Les rebelles du M23, soutenus par le Rwanda, ne se sont toujours pas retirés de la ville d’Uvira, dans l’est de la République démocratique du Congo, malgré l’annonce faite plus tôt cette semaine faisant état d’un retrait imminent. C’est ce qu’ont affirmé mercredi des habitants de la ville à l’agence Reuters.
Interrogé par Reuters, le porte-parole du M23, Willy Ngoma, a déclaré que le mouvement restait « prêt à quitter Uvira », tout en précisant que ses conditions de retrait devaient être « réexaminées ». Il a soutenu que la population d’Uvira avait besoin de protection et a plaidé pour que la ville soit placée sous le contrôle d’une « force neutre ».
Lundi, les rebelles avaient annoncé leur intention de se retirer d’Uvira afin, selon eux, de faciliter les efforts de médiation en cours, menés par l’administration du président américain Donald Trump et le Qatar, dans le but de ramener la paix dans ce conflit de longue date opposant le M23 aux forces gouvernementales congolaises.
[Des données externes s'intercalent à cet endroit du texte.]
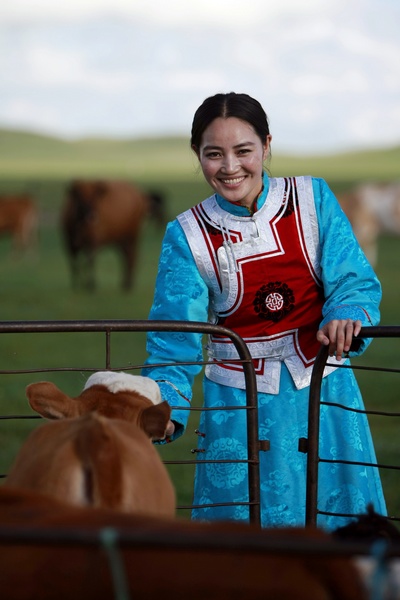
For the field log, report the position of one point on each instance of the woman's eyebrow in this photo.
(215, 147)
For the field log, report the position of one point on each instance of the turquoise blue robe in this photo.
(351, 290)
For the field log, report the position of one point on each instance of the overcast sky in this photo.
(326, 71)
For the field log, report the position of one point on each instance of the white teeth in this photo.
(233, 181)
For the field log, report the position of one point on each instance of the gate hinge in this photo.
(303, 445)
(264, 445)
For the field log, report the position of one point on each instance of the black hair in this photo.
(241, 106)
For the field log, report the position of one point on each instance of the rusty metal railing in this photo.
(313, 458)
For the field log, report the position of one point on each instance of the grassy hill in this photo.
(30, 155)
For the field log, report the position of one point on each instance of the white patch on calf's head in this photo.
(124, 382)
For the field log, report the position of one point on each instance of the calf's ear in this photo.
(154, 420)
(48, 400)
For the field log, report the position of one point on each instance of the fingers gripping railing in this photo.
(313, 458)
(111, 326)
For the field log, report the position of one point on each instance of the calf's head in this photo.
(123, 396)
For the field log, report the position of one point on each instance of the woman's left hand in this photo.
(338, 334)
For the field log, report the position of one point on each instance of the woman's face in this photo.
(231, 156)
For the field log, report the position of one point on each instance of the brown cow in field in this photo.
(19, 219)
(99, 451)
(159, 557)
(105, 213)
(372, 209)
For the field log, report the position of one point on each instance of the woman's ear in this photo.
(196, 151)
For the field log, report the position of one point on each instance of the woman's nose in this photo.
(230, 163)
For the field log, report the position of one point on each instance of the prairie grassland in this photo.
(37, 287)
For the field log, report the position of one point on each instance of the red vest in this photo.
(262, 273)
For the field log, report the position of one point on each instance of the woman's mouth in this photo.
(232, 181)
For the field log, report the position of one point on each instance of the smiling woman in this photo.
(275, 260)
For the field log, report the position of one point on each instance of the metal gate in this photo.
(254, 444)
(313, 458)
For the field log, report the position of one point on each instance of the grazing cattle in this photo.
(154, 557)
(19, 219)
(105, 213)
(372, 209)
(99, 451)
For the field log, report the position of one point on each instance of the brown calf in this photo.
(99, 450)
(229, 561)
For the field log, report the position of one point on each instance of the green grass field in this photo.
(38, 287)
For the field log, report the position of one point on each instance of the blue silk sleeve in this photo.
(351, 288)
(180, 294)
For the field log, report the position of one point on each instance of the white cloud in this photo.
(327, 71)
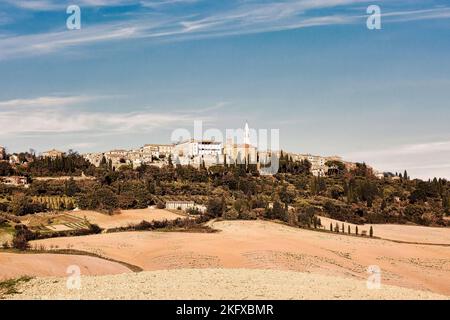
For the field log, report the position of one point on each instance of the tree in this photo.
(405, 175)
(20, 242)
(216, 207)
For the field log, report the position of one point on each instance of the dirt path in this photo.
(14, 265)
(266, 245)
(405, 233)
(238, 284)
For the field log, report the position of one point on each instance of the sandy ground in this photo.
(125, 217)
(13, 265)
(204, 284)
(267, 245)
(406, 233)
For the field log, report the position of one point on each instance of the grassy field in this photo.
(56, 202)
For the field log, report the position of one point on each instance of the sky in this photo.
(138, 70)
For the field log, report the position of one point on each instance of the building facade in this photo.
(2, 153)
(53, 154)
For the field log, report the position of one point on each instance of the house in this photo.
(184, 206)
(15, 181)
(53, 154)
(194, 148)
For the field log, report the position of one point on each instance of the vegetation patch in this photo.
(9, 287)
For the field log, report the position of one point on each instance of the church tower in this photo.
(246, 134)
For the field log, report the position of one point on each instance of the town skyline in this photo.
(311, 69)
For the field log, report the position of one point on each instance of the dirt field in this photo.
(125, 217)
(267, 245)
(204, 284)
(406, 233)
(70, 220)
(13, 265)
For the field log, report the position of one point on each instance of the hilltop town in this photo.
(197, 153)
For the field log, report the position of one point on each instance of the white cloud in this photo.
(50, 5)
(245, 17)
(61, 120)
(422, 160)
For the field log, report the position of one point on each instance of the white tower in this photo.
(246, 134)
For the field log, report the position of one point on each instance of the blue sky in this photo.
(137, 70)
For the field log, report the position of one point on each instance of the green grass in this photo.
(9, 287)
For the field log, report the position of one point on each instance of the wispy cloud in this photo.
(243, 17)
(48, 101)
(57, 121)
(423, 160)
(49, 5)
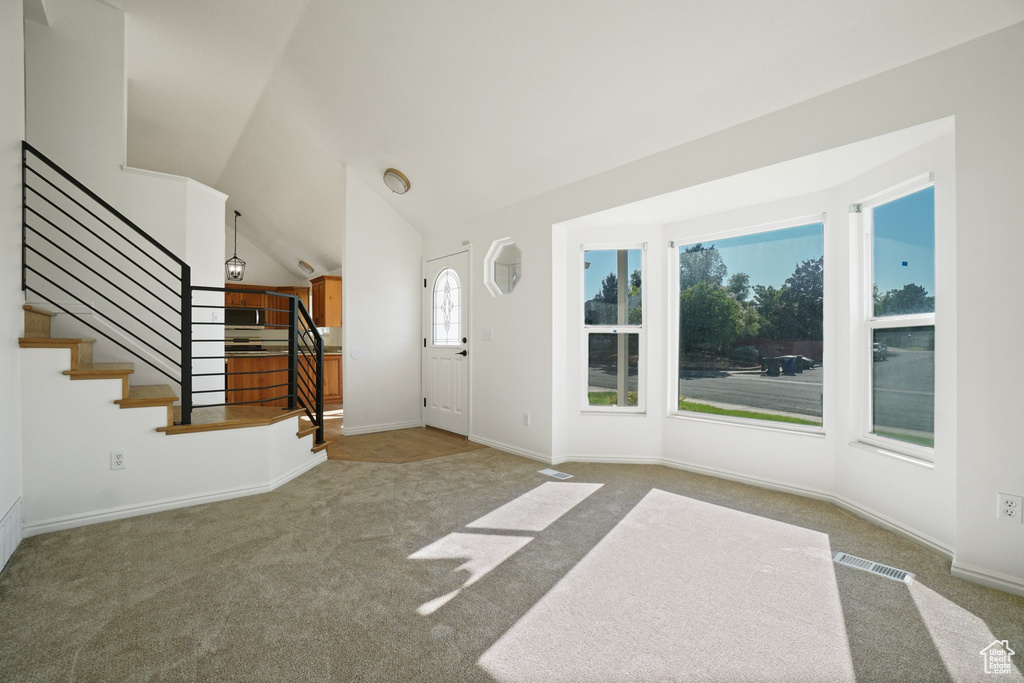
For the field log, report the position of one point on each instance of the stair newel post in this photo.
(25, 213)
(320, 386)
(186, 368)
(293, 352)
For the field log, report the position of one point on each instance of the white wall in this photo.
(75, 100)
(11, 318)
(977, 82)
(261, 268)
(381, 303)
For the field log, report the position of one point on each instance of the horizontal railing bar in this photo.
(67, 176)
(61, 268)
(89, 230)
(95, 329)
(104, 279)
(247, 372)
(111, 227)
(270, 386)
(80, 244)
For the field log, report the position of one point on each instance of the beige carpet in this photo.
(475, 567)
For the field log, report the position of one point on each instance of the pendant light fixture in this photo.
(235, 267)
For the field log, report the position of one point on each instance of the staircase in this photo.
(184, 442)
(37, 335)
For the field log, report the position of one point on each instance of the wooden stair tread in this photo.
(41, 311)
(51, 342)
(146, 395)
(305, 431)
(228, 417)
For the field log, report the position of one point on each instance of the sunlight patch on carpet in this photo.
(681, 588)
(537, 509)
(480, 553)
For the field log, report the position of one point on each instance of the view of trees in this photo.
(717, 314)
(911, 299)
(607, 298)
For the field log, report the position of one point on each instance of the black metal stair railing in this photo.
(82, 256)
(302, 384)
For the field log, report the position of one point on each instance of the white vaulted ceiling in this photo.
(481, 102)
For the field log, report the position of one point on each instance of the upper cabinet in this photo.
(327, 301)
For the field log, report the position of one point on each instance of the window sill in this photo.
(895, 453)
(751, 424)
(629, 414)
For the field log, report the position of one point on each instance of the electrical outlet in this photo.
(1011, 507)
(118, 460)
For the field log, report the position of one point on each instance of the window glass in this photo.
(903, 259)
(611, 369)
(448, 309)
(903, 384)
(751, 333)
(602, 270)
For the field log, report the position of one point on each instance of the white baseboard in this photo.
(10, 531)
(370, 429)
(515, 451)
(112, 514)
(989, 579)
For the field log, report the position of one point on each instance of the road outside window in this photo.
(751, 334)
(901, 325)
(612, 328)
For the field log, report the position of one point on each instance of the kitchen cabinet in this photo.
(327, 301)
(332, 378)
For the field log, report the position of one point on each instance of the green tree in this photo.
(739, 286)
(700, 264)
(911, 299)
(804, 294)
(709, 318)
(775, 315)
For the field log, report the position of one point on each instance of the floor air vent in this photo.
(873, 567)
(555, 473)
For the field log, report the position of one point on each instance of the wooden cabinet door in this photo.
(317, 311)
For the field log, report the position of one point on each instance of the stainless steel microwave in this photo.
(245, 317)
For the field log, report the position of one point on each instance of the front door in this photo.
(445, 347)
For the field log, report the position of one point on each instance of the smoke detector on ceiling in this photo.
(396, 181)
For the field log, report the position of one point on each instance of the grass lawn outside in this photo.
(693, 407)
(920, 439)
(609, 398)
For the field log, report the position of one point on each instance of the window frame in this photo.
(674, 322)
(587, 330)
(869, 323)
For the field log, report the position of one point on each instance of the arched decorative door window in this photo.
(448, 309)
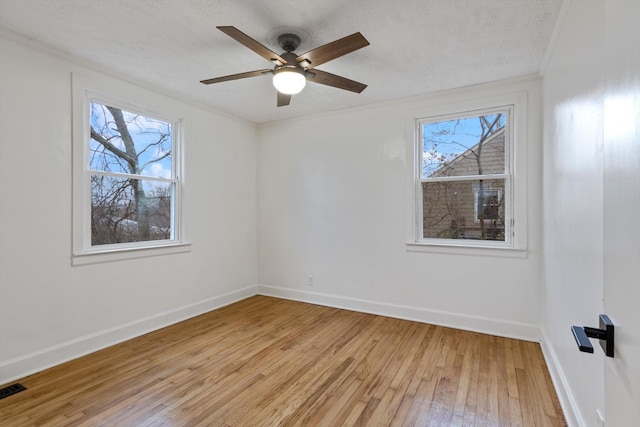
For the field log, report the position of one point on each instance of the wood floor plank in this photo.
(267, 361)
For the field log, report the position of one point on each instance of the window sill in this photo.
(458, 249)
(128, 253)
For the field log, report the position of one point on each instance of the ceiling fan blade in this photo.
(252, 44)
(283, 99)
(237, 76)
(334, 50)
(333, 80)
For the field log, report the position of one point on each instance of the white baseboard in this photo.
(560, 383)
(42, 359)
(523, 331)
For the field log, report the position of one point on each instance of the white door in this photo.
(622, 210)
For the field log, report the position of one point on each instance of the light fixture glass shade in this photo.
(289, 81)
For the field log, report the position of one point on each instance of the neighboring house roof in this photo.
(452, 167)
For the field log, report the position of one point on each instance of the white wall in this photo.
(573, 205)
(51, 311)
(333, 194)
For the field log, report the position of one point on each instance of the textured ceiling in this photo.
(417, 46)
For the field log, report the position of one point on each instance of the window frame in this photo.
(135, 100)
(459, 106)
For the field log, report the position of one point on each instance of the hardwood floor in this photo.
(267, 362)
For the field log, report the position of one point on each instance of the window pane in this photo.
(473, 209)
(468, 146)
(125, 142)
(130, 210)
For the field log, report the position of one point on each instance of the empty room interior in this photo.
(436, 226)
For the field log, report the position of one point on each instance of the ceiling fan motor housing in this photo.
(289, 42)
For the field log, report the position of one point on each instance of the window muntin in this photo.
(464, 178)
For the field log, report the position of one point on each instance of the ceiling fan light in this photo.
(289, 80)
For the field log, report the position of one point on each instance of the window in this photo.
(464, 178)
(133, 181)
(127, 178)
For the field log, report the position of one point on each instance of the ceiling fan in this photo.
(291, 70)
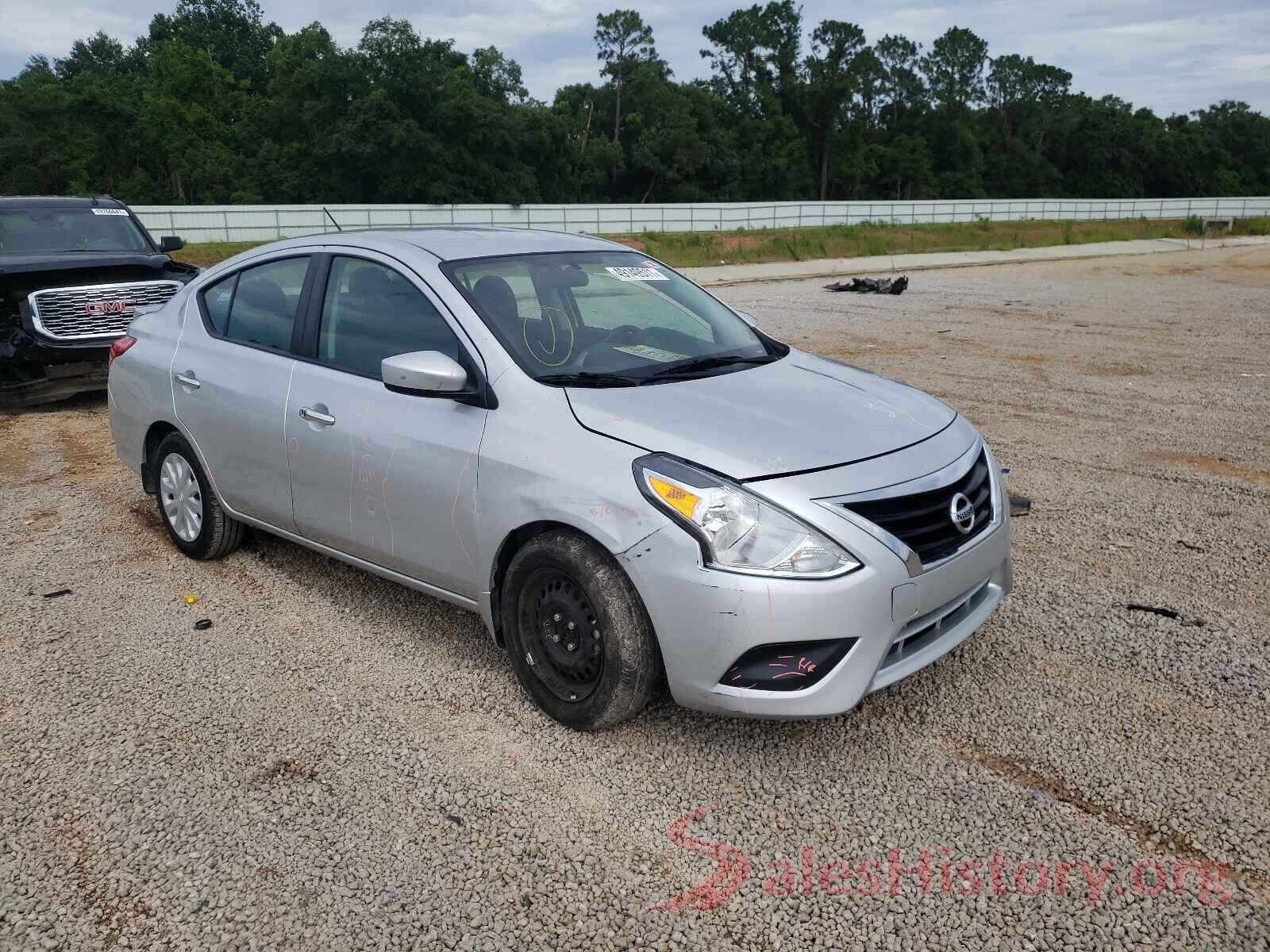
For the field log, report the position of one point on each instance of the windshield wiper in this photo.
(709, 363)
(586, 378)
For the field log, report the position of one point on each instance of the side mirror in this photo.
(425, 372)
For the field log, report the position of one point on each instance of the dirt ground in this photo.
(342, 763)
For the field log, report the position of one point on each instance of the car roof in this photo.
(451, 243)
(59, 202)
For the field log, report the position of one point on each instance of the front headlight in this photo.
(738, 531)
Le M23 a fait son entrée à Uvira, ville frontalière du Burundi, au début du mois, moins d’une semaine après la rencontre tenue à Washington entre les présidents de la RDC, du Rwanda et le président américain Donald Trump. Cette rencontre visait à réaffirmer l’engagement des parties en faveur des accords de paix de Washington. Les États-Unis avaient alors dénoncé la prise de contrôle de la ville par les rebelles, la qualifiant de menace directe pour les efforts de médiation.
De son côté, Corneille Nangaa, chef de l’Alliance du fleuve Congo, coalition à laquelle appartient le M23, avait indiqué lundi sur le réseau social X que ce retrait constituait une « mesure unilatérale de renforcement de la confiance » destinée à donner « les meilleures chances de succès » au processus de paix de Doha.